Os filhos dos dias, de Eduardo Galeano

| 8 Nov 20

Fazer corresponder a cada dia do ano uma breve história ocorrida nesse dia em tempos mais ou menos recentes ou mais ou menos remotos é o propósito de Eduardo Galeano em Os filhos dos dias, editado em Outubro pela Antígona, que tem estado a publicar a obra do escritor uruguaio. Protagonizadas por todo o tipo de gente, anónima ou famosa, desprezível ou admirável, de múltiplos cantos do planeta (incluindo Portugal), as histórias oferecem um testemunho quotidiano, que pode ser também um ensinamento ou uma interrogação.

Em A urgência de chegar, recorda-se uma história passada nos Estados Unidos da América.
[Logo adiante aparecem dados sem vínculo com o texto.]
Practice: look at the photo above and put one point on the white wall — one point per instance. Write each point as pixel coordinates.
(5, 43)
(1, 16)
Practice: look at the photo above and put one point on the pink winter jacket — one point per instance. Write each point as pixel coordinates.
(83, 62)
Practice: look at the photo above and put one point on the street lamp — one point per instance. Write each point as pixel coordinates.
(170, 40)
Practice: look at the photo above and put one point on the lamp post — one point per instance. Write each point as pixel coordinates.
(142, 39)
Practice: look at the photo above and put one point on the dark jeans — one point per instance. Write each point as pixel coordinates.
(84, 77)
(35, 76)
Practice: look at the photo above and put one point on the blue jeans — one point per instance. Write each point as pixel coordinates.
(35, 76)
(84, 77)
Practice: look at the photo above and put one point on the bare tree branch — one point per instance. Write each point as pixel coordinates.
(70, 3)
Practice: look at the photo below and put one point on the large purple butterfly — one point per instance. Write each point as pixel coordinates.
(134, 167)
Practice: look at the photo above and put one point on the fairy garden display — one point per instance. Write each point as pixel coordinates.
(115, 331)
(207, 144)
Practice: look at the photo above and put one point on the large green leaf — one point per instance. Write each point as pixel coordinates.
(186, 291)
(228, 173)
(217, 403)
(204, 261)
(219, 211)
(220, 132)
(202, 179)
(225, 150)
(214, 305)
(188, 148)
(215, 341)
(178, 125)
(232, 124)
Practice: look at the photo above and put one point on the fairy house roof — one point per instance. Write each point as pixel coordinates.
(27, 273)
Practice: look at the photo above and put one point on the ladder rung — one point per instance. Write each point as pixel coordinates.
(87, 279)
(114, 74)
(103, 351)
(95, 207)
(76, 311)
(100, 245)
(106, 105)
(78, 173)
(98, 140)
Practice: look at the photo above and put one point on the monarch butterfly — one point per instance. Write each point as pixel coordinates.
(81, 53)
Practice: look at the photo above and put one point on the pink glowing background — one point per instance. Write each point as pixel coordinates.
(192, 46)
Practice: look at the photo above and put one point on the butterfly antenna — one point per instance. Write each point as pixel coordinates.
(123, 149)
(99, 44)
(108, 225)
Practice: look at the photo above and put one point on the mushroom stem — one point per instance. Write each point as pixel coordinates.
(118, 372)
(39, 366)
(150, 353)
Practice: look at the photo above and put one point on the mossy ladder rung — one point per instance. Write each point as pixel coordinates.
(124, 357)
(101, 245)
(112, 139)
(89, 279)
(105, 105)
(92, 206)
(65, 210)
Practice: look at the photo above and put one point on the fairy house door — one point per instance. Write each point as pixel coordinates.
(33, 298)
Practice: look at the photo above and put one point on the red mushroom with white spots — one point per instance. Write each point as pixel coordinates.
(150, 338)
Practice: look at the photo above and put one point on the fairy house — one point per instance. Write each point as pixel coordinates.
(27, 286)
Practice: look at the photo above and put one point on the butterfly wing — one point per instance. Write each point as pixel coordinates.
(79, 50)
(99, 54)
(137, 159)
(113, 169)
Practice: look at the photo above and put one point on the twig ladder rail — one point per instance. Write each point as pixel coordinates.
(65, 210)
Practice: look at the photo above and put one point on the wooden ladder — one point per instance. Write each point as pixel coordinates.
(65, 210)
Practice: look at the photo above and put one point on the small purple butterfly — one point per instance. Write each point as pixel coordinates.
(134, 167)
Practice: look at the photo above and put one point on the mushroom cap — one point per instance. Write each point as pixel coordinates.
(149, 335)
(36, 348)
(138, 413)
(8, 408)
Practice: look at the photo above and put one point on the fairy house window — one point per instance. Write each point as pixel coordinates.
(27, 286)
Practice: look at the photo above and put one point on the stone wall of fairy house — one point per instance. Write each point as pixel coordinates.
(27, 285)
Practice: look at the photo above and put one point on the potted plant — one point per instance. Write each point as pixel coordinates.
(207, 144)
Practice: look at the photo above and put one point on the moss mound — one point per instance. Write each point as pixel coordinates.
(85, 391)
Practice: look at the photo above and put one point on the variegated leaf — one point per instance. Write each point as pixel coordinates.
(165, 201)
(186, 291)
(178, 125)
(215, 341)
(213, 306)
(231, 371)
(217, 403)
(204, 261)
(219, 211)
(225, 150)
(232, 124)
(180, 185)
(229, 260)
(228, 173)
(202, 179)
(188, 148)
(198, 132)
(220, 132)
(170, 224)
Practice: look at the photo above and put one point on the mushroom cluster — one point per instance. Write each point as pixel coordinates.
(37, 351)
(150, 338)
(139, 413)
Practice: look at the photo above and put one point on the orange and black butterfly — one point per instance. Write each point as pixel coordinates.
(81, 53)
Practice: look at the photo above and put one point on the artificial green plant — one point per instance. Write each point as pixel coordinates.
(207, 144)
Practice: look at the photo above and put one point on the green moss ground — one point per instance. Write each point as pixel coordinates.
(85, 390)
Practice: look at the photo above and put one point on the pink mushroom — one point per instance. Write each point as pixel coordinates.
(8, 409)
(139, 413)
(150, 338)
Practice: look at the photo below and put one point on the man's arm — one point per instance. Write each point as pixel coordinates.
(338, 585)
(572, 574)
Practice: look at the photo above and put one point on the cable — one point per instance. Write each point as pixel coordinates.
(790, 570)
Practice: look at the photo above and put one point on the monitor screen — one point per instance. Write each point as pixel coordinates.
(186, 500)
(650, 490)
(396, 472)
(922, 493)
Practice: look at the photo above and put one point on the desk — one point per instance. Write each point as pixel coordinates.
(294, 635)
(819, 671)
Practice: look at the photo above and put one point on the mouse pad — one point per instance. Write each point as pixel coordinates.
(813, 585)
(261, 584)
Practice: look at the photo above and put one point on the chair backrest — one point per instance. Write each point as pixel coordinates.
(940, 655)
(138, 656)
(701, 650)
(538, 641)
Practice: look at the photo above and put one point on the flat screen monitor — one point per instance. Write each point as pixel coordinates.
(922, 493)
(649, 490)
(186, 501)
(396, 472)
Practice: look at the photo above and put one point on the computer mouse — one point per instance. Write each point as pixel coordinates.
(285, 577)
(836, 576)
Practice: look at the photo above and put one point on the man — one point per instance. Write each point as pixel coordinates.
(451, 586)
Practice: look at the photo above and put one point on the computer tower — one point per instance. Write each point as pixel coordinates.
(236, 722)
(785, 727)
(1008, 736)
Serve, se se quiser, para nos interrogar sobre aquilo a que entregamos a nossa atenção ou, se se preferir, sobre como dispomos o nosso tempo:

“Nesta manhã em 2007, um violinista deu um concerto numa estação de metro da cidade de Washington.
Encostado à parede, junto a um caixote de lixo, o músico, que mais parecia um rapaz do bairro, tocou obras de Schubert e outros clássicos durante três quartos de hora.
Mil e cem pessoas passaram por ele sem deter o seu passo apressado. Sete pararam durante pouco mais do que um instante. Ninguém aplaudiu. Algumas crianças quiseram ficar, mas foram arrastadas pelas mães.
Ninguém sabia que o violinista era Joshua Bell, um dos virtuosos mais prestigiados e respeitados do mundo.
O concerto tinha sido preparado pelo jornal The Washington Post. Foi a sua maneira de perguntar:
– Será que tem tempo para a beleza?

Outra história, envolvendo outro dos grandes diários dos Estados Unidos da América, mostra-se menos virtuosa. Uma efeméride oferece a Eduardo Galeano o pretexto para apresentar uma Receita para tranquilizar os leitores:

“Hoje é o dia internacionalmente consagrado ao direito humano à informação.
Talvez seja oportuno recordar que, um mês e pouco depois de as bombas atómicas terem aniquilado Hiroxima e Nagasáqui, o jornal The New York Times desmentiu os rumores que assustavam o mundo.
No dia 12 de setembro de 1945, esse jornal publicou, na primeira página, um artigo assinado pelo seu redactor de temas científicos, William L. Laurence. O artigo refutava as versões alarmistas e garantia que não havia radioactividade nessas cidades arrasadas, e que a tal radioatividade não passava de uma mentira da propaganda japonesa.
Graças a essa revelação, Laurence ganhou o prémio Pulitzer.
Algum tempo depois, soube-se que ele recebia dois salários mensais: o The New York Times pagava um, e o outro era coberto pelo orçamento militar dos Estados Unidos.”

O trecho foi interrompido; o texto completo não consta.